Вот ведь как получается, в старости неотвратимо проступают черты породы. Дерево с течением лет становится корявым, да и человек движется в том же направлении. Но – не всякое дерево и не всякий человек! На аллее платанов мне показали деревья, которые помнят дилижансы на одесских мостовых и длинные шлейфы дам. Однако платан, даже очень старый, имеет прямой, благородный ствол, – так и хочется протянуть руку и погладить. Его листья с контрастной изнанкой ни на что не похожи, они сами по себе горды – листья платанов! Не знаю, как сегодня, но в прошлом аллея была одним из украшений Одессы, прибавляя свой зеленый штрих неповторимости ее облику. И хотя мне уже довелось побывать к тому времени в Лондоне, Глазго, Эдинбурге, Праге и Братиславе, город, о котором мечталось в юности («в цветуш-чих акациях город», – как пел Леонид Утесов), – меня не разочаровал. Было на что посмотреть и что послушать. Одесский говор звучал в подлиннике, а не в чьем-то пересказе или в анекдоте. И, что характерно, граждане общались между собой без пафоса или натужно привлекаемого (в оправдание общей репутации) юмора. Все выходило само собой. Слова и выражения употреблялись по делу и в русле местного колорита, как ладно пришитая пуговица с петлей. Сказал – как застегнул. И все на месте. «Здесь вам не там», или «Вас тут не стояло». Короче и яснее – невозможно!

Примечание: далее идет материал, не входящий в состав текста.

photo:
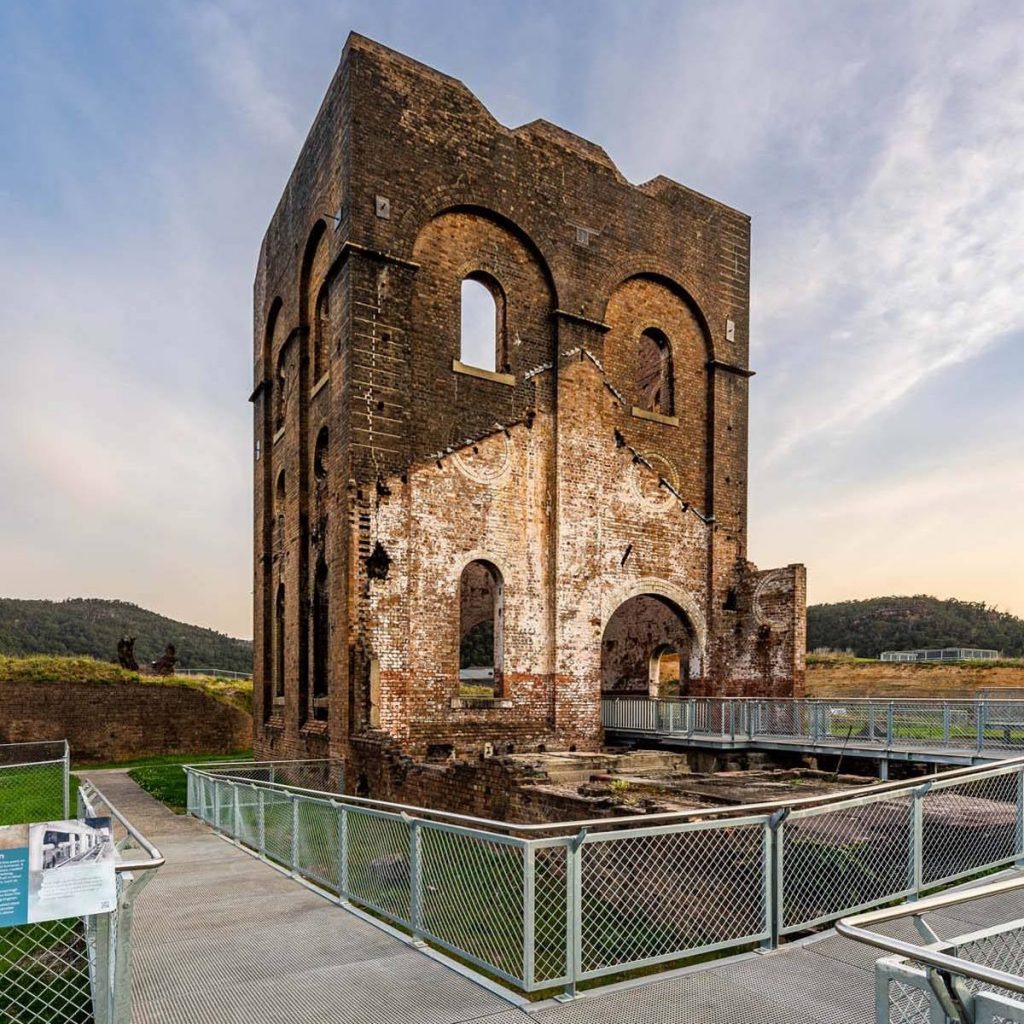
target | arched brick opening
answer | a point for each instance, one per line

Вот они откуда, эти невольные истоки, эти родники, питающие поэзию и прозу одесситов.

Я прохожу по бульварам. Свист

В легких деревьях. Гудит аллея.

Орденом осени ржавый лист

Силою ветра к груди приклеен.

Допустим, что возможно сказать и лучше, кто бы спорил? Но это непринужденное изящество, эта свежесть – именно Эдуард Багрицкий. И как-то вовсе не хочется, чтобы было сказано по-другому!

…В неторопливых и доверительных разговорах с тетей Сарой чем-то вроде кадров старого черно-белого кино, прокручивались события нашего общего ташкентского прошлого. Неспешно и подробно. Надо было осмыслить то, что в силу возраста осталось для меня белым пятном. Женя Неизвестный… Удивительно, но память вернула мне это имя. Так звали мальчика, который залепил мне в лицо тот нечаянный гол. И это была именно пустая консервная банка. Но трофейная, тяжелая и основательная, как все немецкое. Каким путем она попала в Среднюю Азию, я пропустила мимо ушей. Крышка, наполовину отогнутая, торчала острым лезвием под прямым углом, и это был воистину смертоносный для ребенка снаряд! Но он не снес мне пол-лица и не отправил в царство теней, а лишь оставил ровненький малозаметный (спасибо доктору!) след. По сегодняшний день я вижу его лишь тогда, когда о нем вспоминаю. Он такой же мой, как ухо или нос.

Но тетя Сара, не выходя из образа тех давно минувших и ею не забытых лет, неожиданно сделала философское, с ее точки, зрения заключение.

– Страдала я как никто и никогда. Будто снова с Гришей и Пусиком покидаем Одессу… Отец твой совсем молодым погиб на фронте от немецкой пули. Так его дитя, выходит, должно было погибнуть от немецкой консервной банки?..

А ведь рана была нешуточная, Лифшиц еле кровь остановил… Зато его шов – ювелирная работа!

На глазах милой моей тети Сары снова блестели слезы. Всей тональностью разговора она, не слишком выражая это в словах, будто бы просила прощения за то, что не уберегла…

А что касается Лифшица (или Лейбница), этот эвакуированный Амбруаз Паре эпохи Великой Отечественной войны не оставил нам никаких оснований сомневаться в своем мастерстве хирурга. За всю долгую жизнь не могу припомнить ни одного вопроса относительно шрама на лице, и даже за 50 лет моей работы в кадре (любым крупным планом) его никто не заметил. Слава добрым докторам!